Bacteria from 5,000-Year-Old Ice in Romania Could Hold Key to Fighting Superbugs
Researchers have discovered bacteria extracted from 5,000-year-old ice in the Scărișoara Ice Cave in Romania that could potentially help combat superbugs. However, there is a risk that these ancient microbes could also become resistant to modern antibiotics.
A team from the Institute of Biology Bucharest (IBB) of the Romanian Academy conducted the study, highlighting the therapeutic potential and dangers of microbes preserved in cold environments for thousands of years.
As bacteria evolve to develop resistance to antibiotics, it poses a significant challenge to public health. This ongoing battle between bacteria and antibiotics has been occurring for millions of years.
The extreme conditions of environments like the ice cave can lead to a diverse range of microorganisms, potentially offering genetic adaptations that could lead to improved antibiotics or exacerbate the antibiotic resistance crisis.
Microbiologist Cristina Purcarea from IBB revealed that the Psychrobacter SC65A.3 bacterial strain found in the ice cave displayed resistance to multiple modern antibiotics and carried over 100 resistance-related genes.

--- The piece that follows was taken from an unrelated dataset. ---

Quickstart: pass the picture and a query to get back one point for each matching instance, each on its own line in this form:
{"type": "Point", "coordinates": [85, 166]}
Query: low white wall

However, it also demonstrated the ability to inhibit the growth of antibiotic-resistant superbugs and displayed enzymatic activities with biotechnological potential.
The researchers extracted a 25-meter ice core from the Great Hall of the Scărișoara Ice Cave and isolated bacterial strains for genome sequencing to identify genes linked to survival in cold temperatures and antimicrobial properties.
Analysis of the Psychrobacter SC65A.3 strain revealed its potential to serve as a source for new antibiotics but also raised concerns about the spread of drug-resistant genes to other bacteria if it reemerges.
The researchers found that Psychrobacter SC65A.3 was resistant to common antibiotics used for various infections, highlighting the need for further research into the evolutionary history and potential applications of these cold-adapted bacteria.
While the development of new antibiotics from these bacteria will be a gradual process, studying their resistance mechanisms and gene transfer capabilities could offer valuable insights into combating antibiotic resistance.
The researchers emphasized the importance of exploring frozen microorganisms to unlock their biotechnological and medicinal potential, urging comprehensive research into their diversity, adaptation mechanisms, and ecological roles.
With climate change leading to the thawing of frozen environments and the release of dormant microbes, there is a race against time to harness these bacteria for medical advancements before they contribute to the global challenge of antibiotic resistance.
The study, published in Frontiers in Microbiology, underscores the dual nature of ancient bacteria as both a threat and a source of inspiration for combating infectious diseases.